Une larme roula le long de sa joue et c'est là que je me rendis le plus compte de l'énormité de ma bêtise. Peut-être que ma mère m'avait fait souffrir par le passé, mais la femme en face de moi ne méritait pas ma colère. Elle ne la mériterait jamais. J'avais longuement parlé avec Dan après la venue de cet homme, l'huissier, et alors j'avais pris conscience de l'enfer qu'elle avait traversé et qu'elle traversait encore, seule aujourd'hui. J'avais voulu être à ses côtés, non par pitié, mais si j'osais le dire par amour pour elle, et aussi par fierté.
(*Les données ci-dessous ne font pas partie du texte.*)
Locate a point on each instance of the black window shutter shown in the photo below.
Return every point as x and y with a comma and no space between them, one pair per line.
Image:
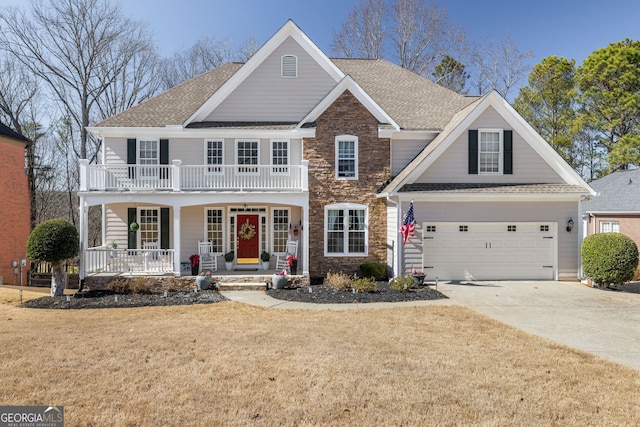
131,156
131,235
473,151
164,158
164,228
508,152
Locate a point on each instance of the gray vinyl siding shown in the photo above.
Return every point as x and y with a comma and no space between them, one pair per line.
191,151
528,166
559,212
403,151
265,96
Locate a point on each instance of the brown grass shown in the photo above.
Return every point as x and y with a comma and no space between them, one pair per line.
232,364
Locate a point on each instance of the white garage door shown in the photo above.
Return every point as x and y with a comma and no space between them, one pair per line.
489,251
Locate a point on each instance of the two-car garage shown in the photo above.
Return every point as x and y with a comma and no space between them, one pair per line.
490,250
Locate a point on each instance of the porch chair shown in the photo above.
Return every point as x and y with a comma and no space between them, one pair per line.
292,249
208,260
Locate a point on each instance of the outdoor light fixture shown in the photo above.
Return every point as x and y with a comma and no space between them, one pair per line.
570,225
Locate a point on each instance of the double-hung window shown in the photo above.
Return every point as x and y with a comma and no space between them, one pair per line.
149,156
490,151
247,154
609,227
214,155
280,157
346,228
346,157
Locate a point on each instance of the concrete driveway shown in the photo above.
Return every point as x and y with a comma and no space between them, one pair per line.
603,322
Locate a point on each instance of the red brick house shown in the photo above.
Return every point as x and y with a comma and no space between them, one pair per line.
14,205
293,146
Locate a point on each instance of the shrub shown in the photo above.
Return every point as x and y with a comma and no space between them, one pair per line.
609,258
402,283
53,241
365,285
377,270
338,281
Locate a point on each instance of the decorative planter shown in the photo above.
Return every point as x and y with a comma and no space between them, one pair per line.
203,282
278,281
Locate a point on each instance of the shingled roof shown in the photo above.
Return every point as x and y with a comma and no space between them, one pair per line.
415,103
10,133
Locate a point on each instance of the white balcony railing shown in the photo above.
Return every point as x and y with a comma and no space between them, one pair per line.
106,260
178,177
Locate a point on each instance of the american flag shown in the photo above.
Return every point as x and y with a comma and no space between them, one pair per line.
408,224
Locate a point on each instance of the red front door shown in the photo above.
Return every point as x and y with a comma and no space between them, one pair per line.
247,238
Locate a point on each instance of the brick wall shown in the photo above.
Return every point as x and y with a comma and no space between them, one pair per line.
346,117
14,209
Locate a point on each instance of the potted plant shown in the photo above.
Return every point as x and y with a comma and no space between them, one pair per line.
292,263
228,260
279,279
203,280
195,264
265,257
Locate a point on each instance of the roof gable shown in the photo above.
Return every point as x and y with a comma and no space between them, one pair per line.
289,31
461,122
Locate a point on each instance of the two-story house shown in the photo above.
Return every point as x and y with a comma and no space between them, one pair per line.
15,206
329,153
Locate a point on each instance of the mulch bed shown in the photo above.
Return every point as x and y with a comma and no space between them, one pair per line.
323,294
107,299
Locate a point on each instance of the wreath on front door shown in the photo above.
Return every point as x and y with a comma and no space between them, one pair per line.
247,231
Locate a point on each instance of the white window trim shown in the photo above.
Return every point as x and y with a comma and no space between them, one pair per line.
271,170
282,74
610,224
257,166
206,156
346,207
337,158
271,229
500,133
142,174
224,225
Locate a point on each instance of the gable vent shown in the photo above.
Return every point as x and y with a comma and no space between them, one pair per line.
290,66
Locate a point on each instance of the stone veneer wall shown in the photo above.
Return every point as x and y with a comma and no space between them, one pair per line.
346,116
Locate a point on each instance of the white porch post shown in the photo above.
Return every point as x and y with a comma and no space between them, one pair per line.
305,238
84,219
176,240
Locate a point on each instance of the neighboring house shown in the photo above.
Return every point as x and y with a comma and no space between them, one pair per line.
329,153
14,206
616,207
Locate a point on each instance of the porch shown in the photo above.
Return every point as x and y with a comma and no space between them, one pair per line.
178,177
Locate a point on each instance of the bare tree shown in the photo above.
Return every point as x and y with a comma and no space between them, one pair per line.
205,54
363,34
498,65
79,48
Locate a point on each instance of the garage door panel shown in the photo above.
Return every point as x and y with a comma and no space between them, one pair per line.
488,251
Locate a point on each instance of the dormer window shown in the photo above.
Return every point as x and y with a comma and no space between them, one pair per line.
289,66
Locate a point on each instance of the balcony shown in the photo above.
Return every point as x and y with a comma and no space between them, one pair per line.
178,177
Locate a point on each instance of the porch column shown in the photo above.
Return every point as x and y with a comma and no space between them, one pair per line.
305,238
84,219
176,240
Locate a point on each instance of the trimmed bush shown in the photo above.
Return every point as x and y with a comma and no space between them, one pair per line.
338,281
403,283
53,241
365,285
377,270
609,258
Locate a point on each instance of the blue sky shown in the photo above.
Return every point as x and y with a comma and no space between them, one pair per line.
569,28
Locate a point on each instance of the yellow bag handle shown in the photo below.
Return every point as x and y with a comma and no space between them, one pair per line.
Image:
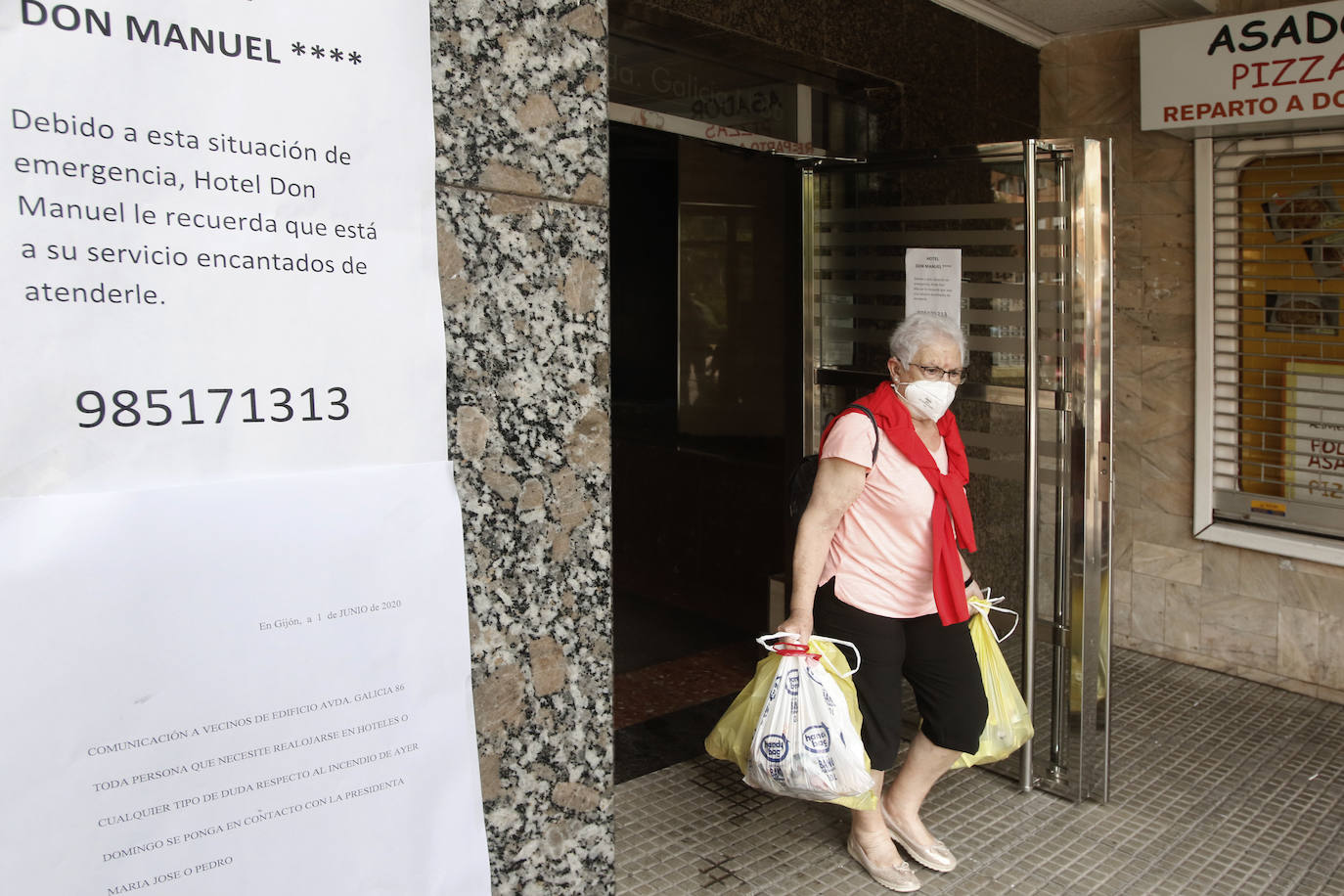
984,605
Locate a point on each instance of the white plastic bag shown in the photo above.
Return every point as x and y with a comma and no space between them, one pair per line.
805,745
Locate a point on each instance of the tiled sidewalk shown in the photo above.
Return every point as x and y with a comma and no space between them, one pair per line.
1218,786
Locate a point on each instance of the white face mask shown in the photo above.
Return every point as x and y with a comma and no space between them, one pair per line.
927,399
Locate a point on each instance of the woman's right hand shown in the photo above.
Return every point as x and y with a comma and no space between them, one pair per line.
800,625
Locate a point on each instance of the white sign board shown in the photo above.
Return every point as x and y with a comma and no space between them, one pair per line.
1282,67
236,645
214,238
252,687
1316,432
933,283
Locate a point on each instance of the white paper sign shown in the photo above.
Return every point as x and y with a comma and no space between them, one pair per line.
1242,72
1316,432
234,647
254,687
933,283
219,238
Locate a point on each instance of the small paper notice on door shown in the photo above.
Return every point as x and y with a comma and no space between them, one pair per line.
933,283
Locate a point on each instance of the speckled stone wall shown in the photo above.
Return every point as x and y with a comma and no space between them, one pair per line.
520,114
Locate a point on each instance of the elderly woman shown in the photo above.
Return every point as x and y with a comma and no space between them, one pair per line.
876,563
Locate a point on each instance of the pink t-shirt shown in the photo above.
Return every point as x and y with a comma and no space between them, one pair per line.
882,551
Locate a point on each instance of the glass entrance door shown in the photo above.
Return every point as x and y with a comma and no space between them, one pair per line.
1032,225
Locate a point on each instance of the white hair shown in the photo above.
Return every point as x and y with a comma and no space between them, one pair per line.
922,328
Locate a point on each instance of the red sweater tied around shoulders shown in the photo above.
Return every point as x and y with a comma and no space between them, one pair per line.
951,517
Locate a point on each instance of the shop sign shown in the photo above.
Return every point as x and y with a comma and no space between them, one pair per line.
1245,72
1316,432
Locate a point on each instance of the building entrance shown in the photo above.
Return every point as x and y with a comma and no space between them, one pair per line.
753,295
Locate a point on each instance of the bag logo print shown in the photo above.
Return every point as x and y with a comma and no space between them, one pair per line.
816,738
775,747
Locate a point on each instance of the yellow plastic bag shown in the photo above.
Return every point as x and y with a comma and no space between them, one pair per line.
1008,724
732,737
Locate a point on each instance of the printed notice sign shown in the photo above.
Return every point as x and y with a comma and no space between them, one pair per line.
254,687
236,617
933,283
216,225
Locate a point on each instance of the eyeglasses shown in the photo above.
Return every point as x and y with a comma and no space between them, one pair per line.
937,374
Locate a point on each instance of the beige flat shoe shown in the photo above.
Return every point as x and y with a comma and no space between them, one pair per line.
898,877
934,856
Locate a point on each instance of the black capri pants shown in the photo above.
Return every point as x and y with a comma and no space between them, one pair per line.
938,661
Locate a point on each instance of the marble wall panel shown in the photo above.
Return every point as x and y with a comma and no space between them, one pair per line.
1312,591
1099,93
1258,574
520,96
1167,561
1148,608
1182,619
1239,612
1121,590
1222,565
1330,645
1298,644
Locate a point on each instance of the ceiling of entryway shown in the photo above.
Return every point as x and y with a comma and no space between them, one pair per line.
1039,22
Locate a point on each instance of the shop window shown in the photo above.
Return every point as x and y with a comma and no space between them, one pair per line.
1271,398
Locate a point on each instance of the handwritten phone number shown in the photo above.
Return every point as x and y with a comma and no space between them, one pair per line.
197,407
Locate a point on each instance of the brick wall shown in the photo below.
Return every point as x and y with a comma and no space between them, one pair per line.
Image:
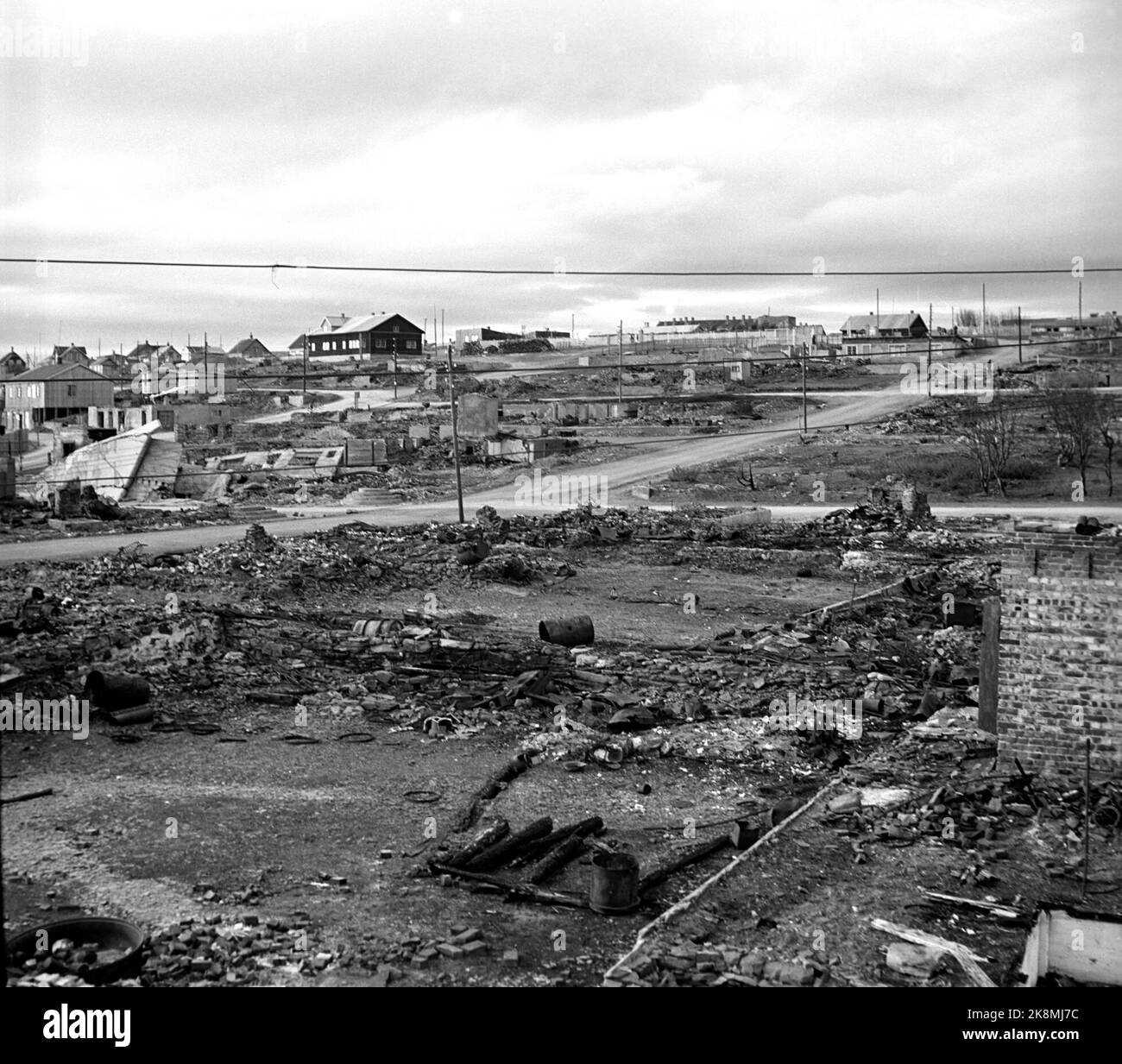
1061,671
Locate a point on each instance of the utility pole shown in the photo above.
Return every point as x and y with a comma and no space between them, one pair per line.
456,434
620,375
804,387
930,316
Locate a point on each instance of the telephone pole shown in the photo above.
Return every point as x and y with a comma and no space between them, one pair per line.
804,387
456,436
930,316
620,375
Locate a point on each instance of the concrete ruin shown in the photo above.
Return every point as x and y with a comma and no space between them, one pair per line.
1061,668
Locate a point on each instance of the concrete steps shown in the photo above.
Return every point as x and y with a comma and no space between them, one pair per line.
250,513
370,497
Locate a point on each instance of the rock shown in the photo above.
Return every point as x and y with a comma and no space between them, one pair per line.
470,934
792,974
846,803
908,959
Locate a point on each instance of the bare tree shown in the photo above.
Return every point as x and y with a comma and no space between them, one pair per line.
1104,415
988,437
1075,418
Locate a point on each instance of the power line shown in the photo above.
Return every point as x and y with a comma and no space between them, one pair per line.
264,378
565,273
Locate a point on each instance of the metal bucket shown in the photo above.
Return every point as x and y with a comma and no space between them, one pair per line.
568,631
376,626
104,933
615,884
118,691
474,553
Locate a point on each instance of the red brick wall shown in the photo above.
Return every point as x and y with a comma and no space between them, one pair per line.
1061,669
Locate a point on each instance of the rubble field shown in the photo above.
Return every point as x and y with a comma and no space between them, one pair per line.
356,758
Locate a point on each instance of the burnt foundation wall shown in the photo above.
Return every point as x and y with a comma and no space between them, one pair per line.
1061,652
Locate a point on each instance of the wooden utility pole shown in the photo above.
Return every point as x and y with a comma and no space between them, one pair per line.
930,317
804,387
620,374
456,436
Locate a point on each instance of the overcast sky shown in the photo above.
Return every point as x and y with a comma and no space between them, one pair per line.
552,135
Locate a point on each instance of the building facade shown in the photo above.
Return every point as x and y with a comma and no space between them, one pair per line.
371,336
54,392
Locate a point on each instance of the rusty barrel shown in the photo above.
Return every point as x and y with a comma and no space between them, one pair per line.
615,884
376,626
568,631
116,690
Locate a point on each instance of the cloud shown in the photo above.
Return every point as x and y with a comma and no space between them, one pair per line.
578,135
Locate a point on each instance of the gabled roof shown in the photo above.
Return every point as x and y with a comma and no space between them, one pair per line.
362,324
882,322
66,370
249,344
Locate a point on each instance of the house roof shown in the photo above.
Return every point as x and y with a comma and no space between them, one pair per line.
247,346
882,322
362,324
67,370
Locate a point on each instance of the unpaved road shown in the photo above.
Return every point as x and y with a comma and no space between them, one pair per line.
621,475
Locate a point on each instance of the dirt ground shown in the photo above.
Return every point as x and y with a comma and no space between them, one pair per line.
211,816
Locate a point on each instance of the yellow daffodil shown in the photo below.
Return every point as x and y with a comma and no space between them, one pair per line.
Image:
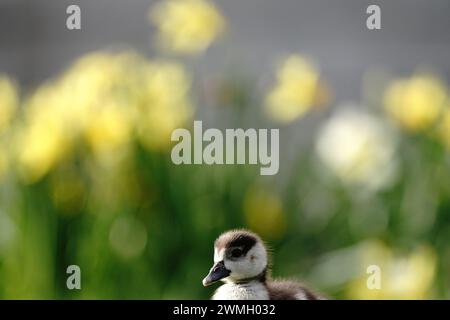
264,213
402,276
3,161
166,103
415,103
444,128
358,148
8,102
186,26
298,89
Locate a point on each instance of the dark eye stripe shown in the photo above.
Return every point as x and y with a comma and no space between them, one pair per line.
245,242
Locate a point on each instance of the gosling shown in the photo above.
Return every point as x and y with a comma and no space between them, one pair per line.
241,262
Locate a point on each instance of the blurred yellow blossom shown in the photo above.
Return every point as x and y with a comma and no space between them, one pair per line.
402,276
3,161
8,101
109,128
40,146
128,237
166,103
358,148
444,128
417,102
186,26
103,99
264,213
298,89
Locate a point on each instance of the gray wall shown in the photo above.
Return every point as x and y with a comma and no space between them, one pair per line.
34,43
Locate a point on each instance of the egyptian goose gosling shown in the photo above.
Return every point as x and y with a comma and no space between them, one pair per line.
241,262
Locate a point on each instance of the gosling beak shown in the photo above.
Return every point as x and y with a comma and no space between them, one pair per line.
217,272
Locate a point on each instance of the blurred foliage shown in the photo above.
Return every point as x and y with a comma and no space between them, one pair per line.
86,177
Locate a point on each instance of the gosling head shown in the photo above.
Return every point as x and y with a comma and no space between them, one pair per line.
239,256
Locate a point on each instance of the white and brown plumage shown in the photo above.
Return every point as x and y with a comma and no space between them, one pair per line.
241,262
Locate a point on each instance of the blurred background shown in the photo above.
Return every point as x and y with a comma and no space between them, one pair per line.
86,116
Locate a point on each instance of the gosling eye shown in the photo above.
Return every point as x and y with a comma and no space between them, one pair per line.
236,253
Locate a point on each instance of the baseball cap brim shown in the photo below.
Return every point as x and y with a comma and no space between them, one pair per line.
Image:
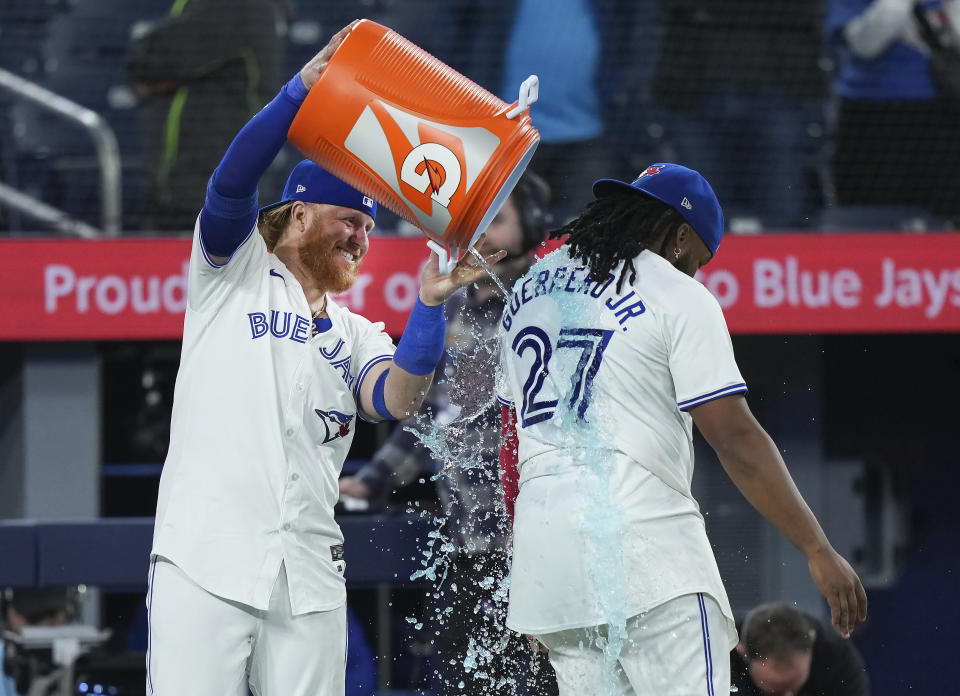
605,187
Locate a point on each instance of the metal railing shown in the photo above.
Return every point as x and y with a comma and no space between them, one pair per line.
108,155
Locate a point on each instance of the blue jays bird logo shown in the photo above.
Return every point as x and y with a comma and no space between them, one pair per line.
337,424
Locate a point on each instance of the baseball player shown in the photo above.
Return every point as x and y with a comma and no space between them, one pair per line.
610,350
246,575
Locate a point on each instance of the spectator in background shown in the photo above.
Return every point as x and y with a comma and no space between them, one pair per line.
578,50
896,139
783,652
738,81
467,608
201,73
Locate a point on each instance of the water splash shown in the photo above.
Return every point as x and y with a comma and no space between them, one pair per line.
585,440
493,276
452,439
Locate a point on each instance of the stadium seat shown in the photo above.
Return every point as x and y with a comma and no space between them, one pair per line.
878,218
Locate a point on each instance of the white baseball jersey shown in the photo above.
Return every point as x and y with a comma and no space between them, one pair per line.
601,381
263,417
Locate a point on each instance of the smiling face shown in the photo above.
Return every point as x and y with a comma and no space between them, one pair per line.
329,241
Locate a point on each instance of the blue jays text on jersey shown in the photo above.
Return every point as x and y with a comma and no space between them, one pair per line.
563,279
295,327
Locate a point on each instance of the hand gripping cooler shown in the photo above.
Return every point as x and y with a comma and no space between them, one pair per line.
406,129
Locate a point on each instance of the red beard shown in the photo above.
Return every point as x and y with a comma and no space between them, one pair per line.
327,273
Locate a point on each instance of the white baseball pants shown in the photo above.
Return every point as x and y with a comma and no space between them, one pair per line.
201,644
676,649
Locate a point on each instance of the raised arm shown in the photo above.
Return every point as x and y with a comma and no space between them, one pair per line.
752,461
230,209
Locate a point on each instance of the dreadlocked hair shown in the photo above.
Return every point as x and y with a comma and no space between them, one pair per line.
617,228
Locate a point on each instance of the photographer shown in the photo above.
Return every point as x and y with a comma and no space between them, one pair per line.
21,608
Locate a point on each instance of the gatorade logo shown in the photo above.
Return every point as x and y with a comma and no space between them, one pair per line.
432,169
430,166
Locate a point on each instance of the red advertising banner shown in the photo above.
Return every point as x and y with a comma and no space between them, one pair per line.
775,284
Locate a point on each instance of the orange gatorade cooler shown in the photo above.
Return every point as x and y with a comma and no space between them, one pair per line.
401,126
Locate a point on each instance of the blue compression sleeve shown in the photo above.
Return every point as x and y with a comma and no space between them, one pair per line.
230,209
379,401
421,345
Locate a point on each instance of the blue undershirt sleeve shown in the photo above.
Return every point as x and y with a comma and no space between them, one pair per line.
230,209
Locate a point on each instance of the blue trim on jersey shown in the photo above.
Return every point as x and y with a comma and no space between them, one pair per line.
379,398
707,654
711,396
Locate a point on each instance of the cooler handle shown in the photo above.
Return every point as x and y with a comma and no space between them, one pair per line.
529,91
448,261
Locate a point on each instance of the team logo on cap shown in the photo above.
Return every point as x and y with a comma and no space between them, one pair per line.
649,171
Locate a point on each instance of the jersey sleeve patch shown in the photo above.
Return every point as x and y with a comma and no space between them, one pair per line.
710,396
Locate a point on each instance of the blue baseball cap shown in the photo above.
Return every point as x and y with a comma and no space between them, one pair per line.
684,190
312,184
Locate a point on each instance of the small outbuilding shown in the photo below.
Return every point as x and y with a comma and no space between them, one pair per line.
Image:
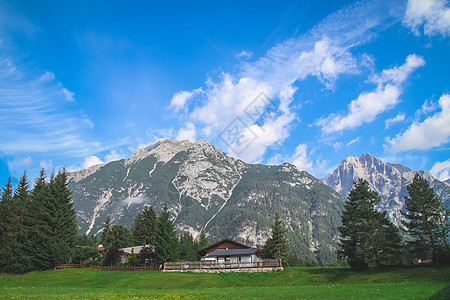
228,250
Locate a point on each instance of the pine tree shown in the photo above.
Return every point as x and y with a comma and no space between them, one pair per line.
59,226
203,241
21,227
105,240
188,247
367,239
277,245
165,240
426,220
143,226
40,240
6,219
117,237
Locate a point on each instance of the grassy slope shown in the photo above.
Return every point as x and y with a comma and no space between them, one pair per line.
312,283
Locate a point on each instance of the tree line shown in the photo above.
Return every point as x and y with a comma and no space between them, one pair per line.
38,227
38,230
158,236
369,240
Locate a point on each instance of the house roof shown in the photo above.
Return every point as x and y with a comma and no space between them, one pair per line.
234,252
204,250
137,249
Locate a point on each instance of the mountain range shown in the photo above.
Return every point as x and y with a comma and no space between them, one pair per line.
205,189
389,180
J'étais fière de cette femme qui luttait sans relâche chaque jour qui lui était donné pour essayer de redresser la barre et de ne pas se laisser abattre. Parce qu'elle avait connu ce que personne ne devrait connaître, la perte de ceux qu'elle aimait le plus au monde. Et pourtant elle ne renonçait pas à la joie de vivre ni au bonheur. Si au début, j'avais vu en elle une simple femme qui n'en faisait qu'à sa tête aujourd'hui, je comprenais pleinement pourquoi et je voulais la soutenir du mieux que je le pouvais. Mais j'avais merdé et je le compris en la voyant m'ouvrir la porte pour m'inviter à sortir de son bureau, sans un mot et les yeux embrumer de larmes, et cela, par ma faute.